Question
You have been asked to value Delta Corp and have come up with the following inputs: Delta 2019 Revenues $1,500 COGS (w/o Depreciation) as %
You have been asked to value Delta Corp and have come up with the following inputs:
| Delta 2019 |
Revenues | $1,500 |
COGS (w/o Depreciation) as % of Revenue | 50% |
Depreciation | $40.00 |
Tax Rate | 35.00% |
Capital Expenditure | $60.00 |
Working Capital (as % of Revenue) | 30.00% |
Beta during the high growth period | 1.50 |
Expected Growth Rate in Revenues &EBIT during the high growth period | 30.00% |
Expected Period of High Growth | 3 years |
Growth rate After High-Growth Period | 5.00% |
Beta After High-Growth Period | 1.20 |
Capital expenditure will be offset by depreciation after the high-growth period. No debt outstanding.

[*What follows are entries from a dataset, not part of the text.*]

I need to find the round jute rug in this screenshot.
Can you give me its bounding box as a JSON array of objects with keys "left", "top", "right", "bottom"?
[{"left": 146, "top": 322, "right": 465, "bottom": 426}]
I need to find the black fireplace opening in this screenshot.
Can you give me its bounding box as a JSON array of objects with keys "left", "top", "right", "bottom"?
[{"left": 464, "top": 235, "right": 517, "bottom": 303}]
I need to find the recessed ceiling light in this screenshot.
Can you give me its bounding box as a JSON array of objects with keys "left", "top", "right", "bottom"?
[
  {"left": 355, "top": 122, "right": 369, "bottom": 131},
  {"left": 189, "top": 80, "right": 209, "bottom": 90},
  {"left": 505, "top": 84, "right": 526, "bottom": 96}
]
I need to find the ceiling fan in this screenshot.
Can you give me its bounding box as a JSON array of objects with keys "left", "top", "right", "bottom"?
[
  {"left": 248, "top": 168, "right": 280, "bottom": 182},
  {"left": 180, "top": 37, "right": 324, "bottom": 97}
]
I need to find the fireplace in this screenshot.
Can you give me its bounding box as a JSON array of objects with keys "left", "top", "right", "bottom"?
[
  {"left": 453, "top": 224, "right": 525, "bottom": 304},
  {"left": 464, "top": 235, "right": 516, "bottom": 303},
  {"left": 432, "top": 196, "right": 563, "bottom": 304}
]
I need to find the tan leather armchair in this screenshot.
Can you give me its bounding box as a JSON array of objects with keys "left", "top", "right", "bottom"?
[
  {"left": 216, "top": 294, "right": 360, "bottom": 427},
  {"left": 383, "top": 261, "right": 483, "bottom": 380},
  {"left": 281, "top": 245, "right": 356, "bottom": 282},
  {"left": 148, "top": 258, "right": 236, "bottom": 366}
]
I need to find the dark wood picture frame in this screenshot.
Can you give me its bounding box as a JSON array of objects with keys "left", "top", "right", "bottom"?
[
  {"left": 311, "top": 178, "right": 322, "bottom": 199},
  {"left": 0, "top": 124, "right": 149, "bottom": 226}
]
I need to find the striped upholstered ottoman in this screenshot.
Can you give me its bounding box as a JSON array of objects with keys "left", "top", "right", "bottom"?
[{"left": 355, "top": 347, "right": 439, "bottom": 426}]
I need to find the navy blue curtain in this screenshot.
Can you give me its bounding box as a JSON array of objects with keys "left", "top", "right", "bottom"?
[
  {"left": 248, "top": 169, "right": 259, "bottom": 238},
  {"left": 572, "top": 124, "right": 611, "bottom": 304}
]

The Treasury bond rate is 8% and the market risk premium (MRP) is 5.5%.
Required:
1) What is your estimate to the appropriate discount rates during the high-growth period and stable growth period?
2) What is your estimate to the terminal value (TV) for the firm (at the end of the third year)?
3) What is your estimate to the value of the firm, using the FCFF model?